Таня озадаченно качнула головой.
— Выпить, что ли? Мне не холодно. Но попозже можно. Да что с тобой, в самом деле? Ты опять чего-то недоговариваешь!
— У меня ключи от Таткиной дачи! — выпалил Виктор. — Там можно бывать когда угодно!
— Сначала врать научись, — доброжелательно посоветовала Таня. — У тебя очень неважно получается.
— Это правда, Таня! — закричал Виктор. — Чистая правда! Хочешь, пойдем туда прямо сейчас?

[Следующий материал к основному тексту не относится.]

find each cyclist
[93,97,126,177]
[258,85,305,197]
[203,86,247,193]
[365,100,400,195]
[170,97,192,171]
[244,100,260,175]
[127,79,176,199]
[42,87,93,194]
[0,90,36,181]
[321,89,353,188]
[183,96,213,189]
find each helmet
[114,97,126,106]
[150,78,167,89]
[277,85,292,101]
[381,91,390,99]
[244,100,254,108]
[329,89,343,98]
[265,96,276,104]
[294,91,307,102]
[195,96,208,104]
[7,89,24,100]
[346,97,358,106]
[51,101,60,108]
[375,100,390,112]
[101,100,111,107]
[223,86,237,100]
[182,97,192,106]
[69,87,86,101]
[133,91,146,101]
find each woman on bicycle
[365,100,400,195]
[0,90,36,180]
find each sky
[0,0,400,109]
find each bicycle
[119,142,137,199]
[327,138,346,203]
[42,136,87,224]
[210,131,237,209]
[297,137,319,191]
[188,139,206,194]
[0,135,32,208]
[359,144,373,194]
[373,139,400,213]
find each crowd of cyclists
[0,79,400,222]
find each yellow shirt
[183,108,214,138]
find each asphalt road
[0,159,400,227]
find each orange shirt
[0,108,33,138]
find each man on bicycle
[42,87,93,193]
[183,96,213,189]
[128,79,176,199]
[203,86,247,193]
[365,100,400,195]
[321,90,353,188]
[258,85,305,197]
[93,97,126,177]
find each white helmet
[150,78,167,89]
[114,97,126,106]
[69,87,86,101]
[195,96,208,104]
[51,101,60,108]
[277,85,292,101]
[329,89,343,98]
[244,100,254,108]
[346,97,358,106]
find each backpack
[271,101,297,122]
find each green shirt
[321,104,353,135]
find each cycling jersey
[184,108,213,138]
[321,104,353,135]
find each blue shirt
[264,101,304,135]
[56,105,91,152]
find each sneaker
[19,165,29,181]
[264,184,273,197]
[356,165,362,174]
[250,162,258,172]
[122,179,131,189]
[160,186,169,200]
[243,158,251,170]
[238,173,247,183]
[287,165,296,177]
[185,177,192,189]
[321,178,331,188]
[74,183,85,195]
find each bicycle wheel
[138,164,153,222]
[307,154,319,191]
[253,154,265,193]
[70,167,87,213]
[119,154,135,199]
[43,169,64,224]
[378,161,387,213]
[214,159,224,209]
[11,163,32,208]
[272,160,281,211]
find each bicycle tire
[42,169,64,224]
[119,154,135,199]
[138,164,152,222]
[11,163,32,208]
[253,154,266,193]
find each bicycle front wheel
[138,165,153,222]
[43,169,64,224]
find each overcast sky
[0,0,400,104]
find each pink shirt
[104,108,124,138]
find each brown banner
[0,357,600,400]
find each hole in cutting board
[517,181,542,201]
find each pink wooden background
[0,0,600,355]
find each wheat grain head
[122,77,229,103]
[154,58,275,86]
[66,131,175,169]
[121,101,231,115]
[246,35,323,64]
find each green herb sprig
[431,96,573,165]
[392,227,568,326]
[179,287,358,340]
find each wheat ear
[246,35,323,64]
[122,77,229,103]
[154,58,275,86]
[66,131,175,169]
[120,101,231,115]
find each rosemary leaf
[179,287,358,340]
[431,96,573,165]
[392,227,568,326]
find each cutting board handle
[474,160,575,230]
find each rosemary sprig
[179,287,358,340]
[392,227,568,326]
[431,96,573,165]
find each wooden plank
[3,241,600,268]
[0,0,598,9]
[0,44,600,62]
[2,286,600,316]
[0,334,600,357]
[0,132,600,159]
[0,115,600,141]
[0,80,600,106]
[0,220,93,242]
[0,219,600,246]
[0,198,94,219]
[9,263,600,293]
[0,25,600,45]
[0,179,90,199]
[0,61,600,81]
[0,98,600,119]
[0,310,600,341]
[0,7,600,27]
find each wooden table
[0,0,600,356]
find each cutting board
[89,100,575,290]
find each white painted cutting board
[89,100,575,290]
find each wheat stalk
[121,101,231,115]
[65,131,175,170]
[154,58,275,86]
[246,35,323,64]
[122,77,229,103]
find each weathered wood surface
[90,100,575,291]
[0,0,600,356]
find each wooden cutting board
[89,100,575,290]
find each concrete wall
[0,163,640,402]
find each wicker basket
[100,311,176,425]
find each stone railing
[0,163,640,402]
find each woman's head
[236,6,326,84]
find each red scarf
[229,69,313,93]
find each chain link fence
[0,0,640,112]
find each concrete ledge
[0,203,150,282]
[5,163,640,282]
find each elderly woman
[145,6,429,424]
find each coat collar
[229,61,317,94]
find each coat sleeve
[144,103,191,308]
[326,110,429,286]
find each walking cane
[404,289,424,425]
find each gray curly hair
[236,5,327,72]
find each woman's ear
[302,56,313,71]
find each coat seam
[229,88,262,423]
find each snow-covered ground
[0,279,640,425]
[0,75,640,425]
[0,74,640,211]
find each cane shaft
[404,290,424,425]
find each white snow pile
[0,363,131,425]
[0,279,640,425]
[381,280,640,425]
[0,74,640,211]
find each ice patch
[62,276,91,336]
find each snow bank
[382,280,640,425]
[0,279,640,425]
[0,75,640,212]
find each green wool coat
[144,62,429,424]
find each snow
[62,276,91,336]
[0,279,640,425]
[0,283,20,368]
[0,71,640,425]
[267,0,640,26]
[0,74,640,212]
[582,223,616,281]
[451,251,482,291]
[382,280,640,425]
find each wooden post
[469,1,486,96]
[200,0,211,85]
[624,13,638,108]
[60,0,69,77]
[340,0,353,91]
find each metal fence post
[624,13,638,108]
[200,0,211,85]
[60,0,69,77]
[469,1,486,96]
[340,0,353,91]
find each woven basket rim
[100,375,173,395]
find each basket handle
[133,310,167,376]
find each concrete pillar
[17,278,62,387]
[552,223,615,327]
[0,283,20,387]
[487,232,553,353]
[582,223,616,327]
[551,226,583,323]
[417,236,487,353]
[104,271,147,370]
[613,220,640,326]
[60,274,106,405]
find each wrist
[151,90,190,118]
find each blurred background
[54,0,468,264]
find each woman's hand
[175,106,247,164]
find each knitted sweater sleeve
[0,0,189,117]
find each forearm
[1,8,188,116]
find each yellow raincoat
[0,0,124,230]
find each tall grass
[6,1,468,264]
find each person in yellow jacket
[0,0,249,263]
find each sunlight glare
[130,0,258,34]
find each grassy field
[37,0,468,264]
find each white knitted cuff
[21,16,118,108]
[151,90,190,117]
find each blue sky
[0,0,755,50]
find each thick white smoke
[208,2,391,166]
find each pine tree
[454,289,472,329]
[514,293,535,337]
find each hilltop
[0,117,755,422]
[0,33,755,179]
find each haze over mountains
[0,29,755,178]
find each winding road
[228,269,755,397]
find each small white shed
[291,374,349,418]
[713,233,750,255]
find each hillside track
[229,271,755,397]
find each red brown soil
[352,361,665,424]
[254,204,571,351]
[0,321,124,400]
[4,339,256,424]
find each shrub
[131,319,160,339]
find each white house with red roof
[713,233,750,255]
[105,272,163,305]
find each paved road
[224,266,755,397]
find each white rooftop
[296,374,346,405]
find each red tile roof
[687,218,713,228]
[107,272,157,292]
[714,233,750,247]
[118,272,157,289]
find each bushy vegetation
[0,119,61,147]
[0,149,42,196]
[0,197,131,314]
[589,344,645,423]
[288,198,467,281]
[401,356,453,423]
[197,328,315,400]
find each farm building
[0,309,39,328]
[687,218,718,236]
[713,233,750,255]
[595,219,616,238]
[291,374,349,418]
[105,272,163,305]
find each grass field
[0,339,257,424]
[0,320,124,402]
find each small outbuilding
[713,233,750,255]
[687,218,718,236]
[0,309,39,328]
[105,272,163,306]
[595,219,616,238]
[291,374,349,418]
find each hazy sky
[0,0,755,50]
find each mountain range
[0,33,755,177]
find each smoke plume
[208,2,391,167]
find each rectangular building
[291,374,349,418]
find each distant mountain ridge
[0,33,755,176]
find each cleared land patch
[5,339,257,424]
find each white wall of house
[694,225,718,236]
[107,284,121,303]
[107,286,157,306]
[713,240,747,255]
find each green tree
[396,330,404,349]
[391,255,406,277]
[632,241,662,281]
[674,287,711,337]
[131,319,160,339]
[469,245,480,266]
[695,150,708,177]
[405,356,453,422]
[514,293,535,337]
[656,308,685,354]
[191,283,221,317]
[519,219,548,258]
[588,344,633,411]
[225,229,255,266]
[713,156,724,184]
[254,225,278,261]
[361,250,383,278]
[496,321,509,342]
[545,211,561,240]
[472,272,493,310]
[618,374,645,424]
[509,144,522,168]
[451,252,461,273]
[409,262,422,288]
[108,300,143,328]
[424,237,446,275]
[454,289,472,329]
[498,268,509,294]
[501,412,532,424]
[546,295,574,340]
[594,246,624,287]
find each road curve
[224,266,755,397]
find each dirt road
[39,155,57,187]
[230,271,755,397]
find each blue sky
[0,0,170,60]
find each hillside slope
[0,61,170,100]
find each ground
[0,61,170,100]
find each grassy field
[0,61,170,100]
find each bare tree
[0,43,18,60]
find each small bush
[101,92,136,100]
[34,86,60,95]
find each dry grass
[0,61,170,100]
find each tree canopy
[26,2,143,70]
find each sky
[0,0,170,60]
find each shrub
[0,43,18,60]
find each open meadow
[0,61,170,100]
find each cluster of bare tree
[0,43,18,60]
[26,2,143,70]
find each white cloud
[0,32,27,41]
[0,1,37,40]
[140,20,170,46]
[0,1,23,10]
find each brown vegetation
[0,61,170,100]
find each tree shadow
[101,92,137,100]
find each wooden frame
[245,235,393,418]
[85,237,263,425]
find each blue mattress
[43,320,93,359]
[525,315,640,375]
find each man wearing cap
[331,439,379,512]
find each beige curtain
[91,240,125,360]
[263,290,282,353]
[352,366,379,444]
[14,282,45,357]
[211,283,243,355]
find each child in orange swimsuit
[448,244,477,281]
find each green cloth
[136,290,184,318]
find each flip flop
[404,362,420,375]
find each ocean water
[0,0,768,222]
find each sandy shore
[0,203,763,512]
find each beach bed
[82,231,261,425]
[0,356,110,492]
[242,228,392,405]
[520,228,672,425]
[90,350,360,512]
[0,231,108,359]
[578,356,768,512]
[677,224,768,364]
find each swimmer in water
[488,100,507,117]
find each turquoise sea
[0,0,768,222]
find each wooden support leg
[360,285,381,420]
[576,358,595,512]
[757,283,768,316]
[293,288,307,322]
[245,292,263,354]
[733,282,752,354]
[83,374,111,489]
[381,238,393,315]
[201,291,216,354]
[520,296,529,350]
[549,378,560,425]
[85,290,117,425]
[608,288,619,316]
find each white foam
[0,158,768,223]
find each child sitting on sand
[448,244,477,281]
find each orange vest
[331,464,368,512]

Я замерз, устал, ну его к чертям собачьим, твой холодный промокший лес! Я негодяй, подлец, но я собирался не гулять, а пить с тобой вдвоем на Таткиной даче!..
Виктор опустил голову и умолк. Если бы только пить… Он ждал любых гадостей: взрыва, негодующего крика, мордобоя, немедленного ее отъезда в город и разрыва едва начавшихся отношений навсегда…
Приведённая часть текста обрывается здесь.